Today’s Halliburtons and Bechtels, Neo-cons and Exxons, seemed
to follow a long shadowy lineage of hierarchical powers profiting
from human suffering while expanding their empires. Maybe the
Gnostics understood that we needed mystical agents of transformation
smuggling in celestial light to liberate lost souls on the planet.
And
the Christ story seemed to be the perfect place to help free us from
worldly bondage. I don’t think it’s an overstatement to
say that millions of people living today have been wounded or mislead
by literalist Christianity, robbed of their own divine spark. For
more than a millennia, the Judeo-Christian tradition has supplied the
underlying operating platform for our whole society -- our languages,
laws, mores, work ethic, sexuality, even our way of perceiving time
(with the Gregorian calendar) -- shaping our worldview, whether we
realize it or not.
Integrating
this tradition could prove a powerful tool in coming to terms with
ourselves, and our history. And that doesn’t necessarily mean
plodding through obscure Gnostic texts, making sense of strange
Demiurge names.
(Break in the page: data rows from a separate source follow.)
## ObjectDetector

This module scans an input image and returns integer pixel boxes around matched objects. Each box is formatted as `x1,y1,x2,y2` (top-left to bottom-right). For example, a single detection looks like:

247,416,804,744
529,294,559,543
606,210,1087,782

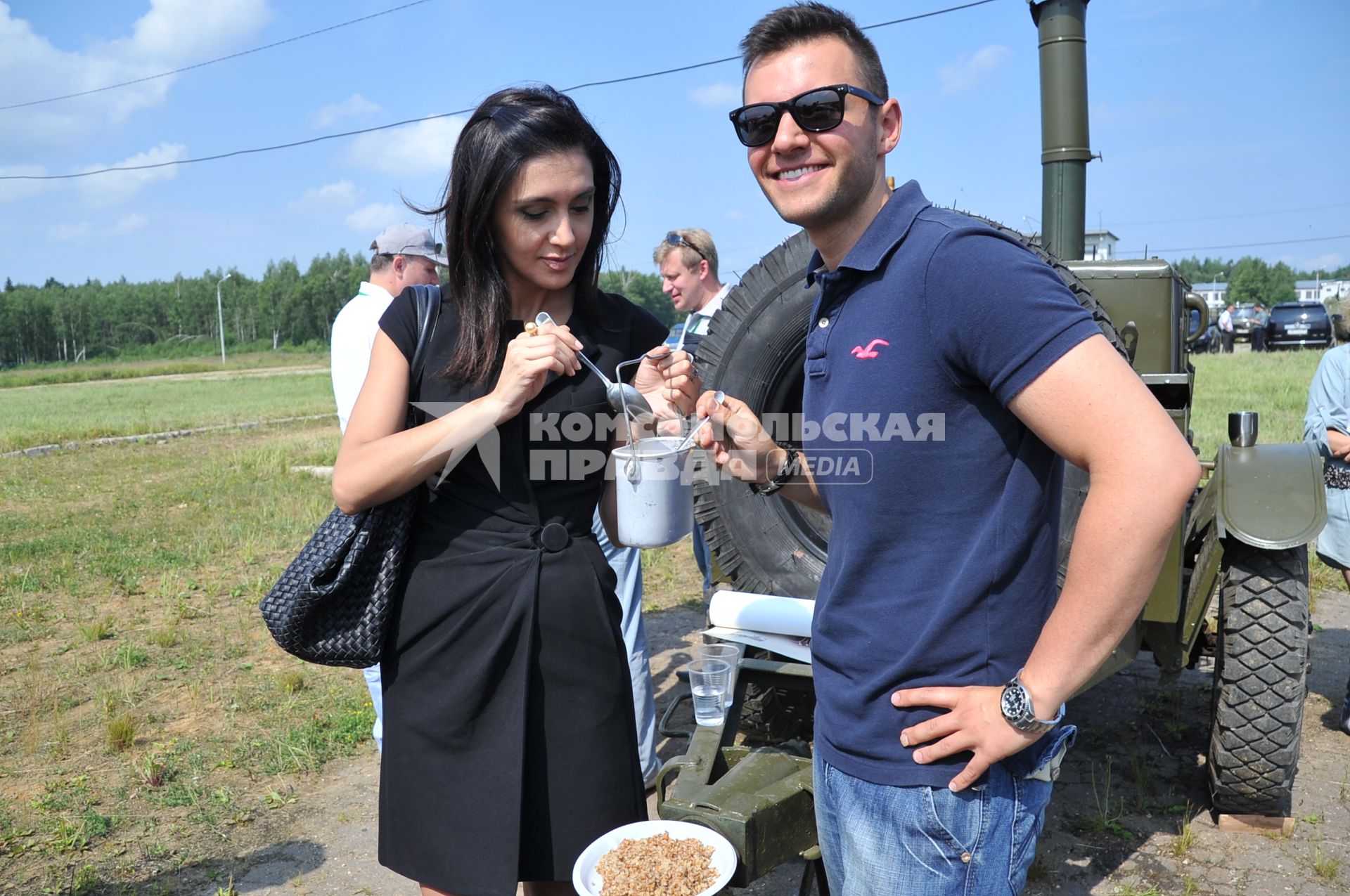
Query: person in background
698,3,1200,896
652,227,732,600
1303,344,1350,734
332,86,697,896
329,223,446,753
1252,302,1271,352
1219,305,1233,355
The mysteries lay right there in The
New Testament
for those with “eyes to see” and “ears to hear.”
But we need an upgrade of the Protestant Revolution, one that
incorporates the gnosis of Christ-consciousness. Imagine already
established churches, the ones on your block, enhancing their
services with meditation, prayer, breathwork, energy healing, body
movement, possibly even late night dancing, and among the more
radicalized churches, the ingesting of psychoactive sacraments in a
safe and protected space. Why build entirely new systems for
connecting us to pneuma when the institutions have already been
created, whether Methodist, Lutheran, or Baptist? But these
“waterless” religions would have to give up their
addiction to dominating worshippers, address the evolution of the
spirit, and infuse the essence of the mysteries into their hollow
edifices.
Many
of the popular Eastern disciplines of today have us turning away from
the world around us, meditating on our navel. But Christ wasn’t
only a yogi; he was a mystical activist, carrying his message to
those who most needed it. In this time of great transition, our
ailing planet needs spiritual warriors, ones capable of standing up
to the Western materialist machine, so we can create sustainable
societies that care for their citizens, harmonize with the cycles of
nature, and receive and honor the vast healing light that quietly
connects us all.
1.
Timothy Freke & Peter Gandy, The
Jesus Mysteries
(New York: Three Rivers Press, 1999), 1.
2.
Sir James George Frazier, The
Golden Bough
(New York: Macmillan, 1992), chapter 37.